Komm, Herr Jesus! Oder vielleicht doch lieber nicht?

Adventszeit: Vorbereitung auf die Wiederkunft Christi

Karte Maria Laach

Die Adventszeit lädt ein, uns während vier Wochen auf das Fest der Geburt Jesu Christi vorzubereiten. «Der Advent ist die Zeit, in der wir uns die Nähe Gottes ins Gedächtnis rufen, der zu uns hinabgestiegen ist. Er will nahe zu uns kommen, doch er bietet sich an, er drängt sich nicht auf. An uns liegt es, darin nicht müde zu werden, ihm zu sagen: „Komm!“ Das liegt an uns, das ist das Gebet des Advents: „Komm!“», so Papst Franziskus.

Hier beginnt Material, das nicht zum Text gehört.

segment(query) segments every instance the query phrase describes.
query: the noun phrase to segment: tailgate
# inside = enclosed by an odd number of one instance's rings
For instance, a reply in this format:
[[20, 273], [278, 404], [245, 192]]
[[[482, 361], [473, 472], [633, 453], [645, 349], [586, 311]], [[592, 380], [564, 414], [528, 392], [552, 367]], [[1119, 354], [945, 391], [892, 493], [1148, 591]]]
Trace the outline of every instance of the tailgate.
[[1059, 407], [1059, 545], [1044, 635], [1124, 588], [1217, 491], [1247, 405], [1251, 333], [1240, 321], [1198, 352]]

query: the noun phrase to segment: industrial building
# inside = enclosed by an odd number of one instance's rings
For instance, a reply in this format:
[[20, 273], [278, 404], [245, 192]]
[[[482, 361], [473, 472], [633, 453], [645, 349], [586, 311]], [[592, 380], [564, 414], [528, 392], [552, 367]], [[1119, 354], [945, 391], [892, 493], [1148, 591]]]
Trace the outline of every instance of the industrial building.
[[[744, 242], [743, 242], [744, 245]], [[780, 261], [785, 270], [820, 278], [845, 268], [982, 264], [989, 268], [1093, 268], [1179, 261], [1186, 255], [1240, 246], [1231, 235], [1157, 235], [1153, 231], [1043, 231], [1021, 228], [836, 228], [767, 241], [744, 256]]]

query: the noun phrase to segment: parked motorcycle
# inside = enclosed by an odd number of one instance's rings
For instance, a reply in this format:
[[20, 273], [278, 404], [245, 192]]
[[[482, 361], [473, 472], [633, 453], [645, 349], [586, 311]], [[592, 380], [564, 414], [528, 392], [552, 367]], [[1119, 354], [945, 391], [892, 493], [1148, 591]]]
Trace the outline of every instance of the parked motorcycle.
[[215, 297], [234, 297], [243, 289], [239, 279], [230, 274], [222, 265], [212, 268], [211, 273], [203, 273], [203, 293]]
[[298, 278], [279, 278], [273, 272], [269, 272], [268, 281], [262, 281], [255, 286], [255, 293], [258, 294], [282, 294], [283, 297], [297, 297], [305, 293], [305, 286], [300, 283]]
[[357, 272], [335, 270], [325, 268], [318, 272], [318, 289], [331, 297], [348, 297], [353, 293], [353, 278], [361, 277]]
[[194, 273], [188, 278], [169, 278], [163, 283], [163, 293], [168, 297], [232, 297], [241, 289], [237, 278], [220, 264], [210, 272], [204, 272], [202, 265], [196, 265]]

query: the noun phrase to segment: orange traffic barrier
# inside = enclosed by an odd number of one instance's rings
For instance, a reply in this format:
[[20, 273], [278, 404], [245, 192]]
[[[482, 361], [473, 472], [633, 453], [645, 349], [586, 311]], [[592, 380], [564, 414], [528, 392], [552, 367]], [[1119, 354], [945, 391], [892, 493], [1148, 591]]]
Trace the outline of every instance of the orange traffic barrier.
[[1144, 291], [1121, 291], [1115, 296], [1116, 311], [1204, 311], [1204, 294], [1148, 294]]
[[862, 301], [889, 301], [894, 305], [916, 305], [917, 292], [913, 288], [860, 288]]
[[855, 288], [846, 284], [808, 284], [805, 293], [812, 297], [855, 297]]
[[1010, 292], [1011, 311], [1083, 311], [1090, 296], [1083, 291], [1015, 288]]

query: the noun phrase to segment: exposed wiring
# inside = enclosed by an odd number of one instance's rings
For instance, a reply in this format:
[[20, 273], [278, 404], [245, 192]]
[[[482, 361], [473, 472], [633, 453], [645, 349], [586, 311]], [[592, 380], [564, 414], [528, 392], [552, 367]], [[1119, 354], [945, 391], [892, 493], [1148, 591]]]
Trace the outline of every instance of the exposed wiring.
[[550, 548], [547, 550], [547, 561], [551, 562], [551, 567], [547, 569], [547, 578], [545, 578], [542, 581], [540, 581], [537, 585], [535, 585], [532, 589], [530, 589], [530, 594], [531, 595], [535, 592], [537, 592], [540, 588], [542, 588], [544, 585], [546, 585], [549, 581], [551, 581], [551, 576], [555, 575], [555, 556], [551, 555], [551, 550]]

Christkönig, Landshut, Zisterzienserinnenabtei Seligenthal.
Foto © Poss

«Heruntergekommener» Gott
Doch was haben wir aus diesem «Komm!» gemacht? Wir haben ja gerade vor Weihnachten keine Zeit für den, der da kommen soll, denn es gibt ja noch so viel zu tun, um uns auf das Fest des Weihnachtsmannes, bestenfalls noch des Christkindes, vorzubereiten. Schliesslich müssen noch zahlreiche Geschenke gekauft und eingepackt werden, ein Weihnachtsbaum muss auch noch her und der Braten schon mal beim Metzger bestellt werden. Dann und nur dann wird Weihnachten ein schönes Familienfest, an dem man mal wieder ohne schlechtes Gewissen schlemmen darf. Um seine zusätzlichen Rundungen kümmert man sich dann am 26. Dezember wieder.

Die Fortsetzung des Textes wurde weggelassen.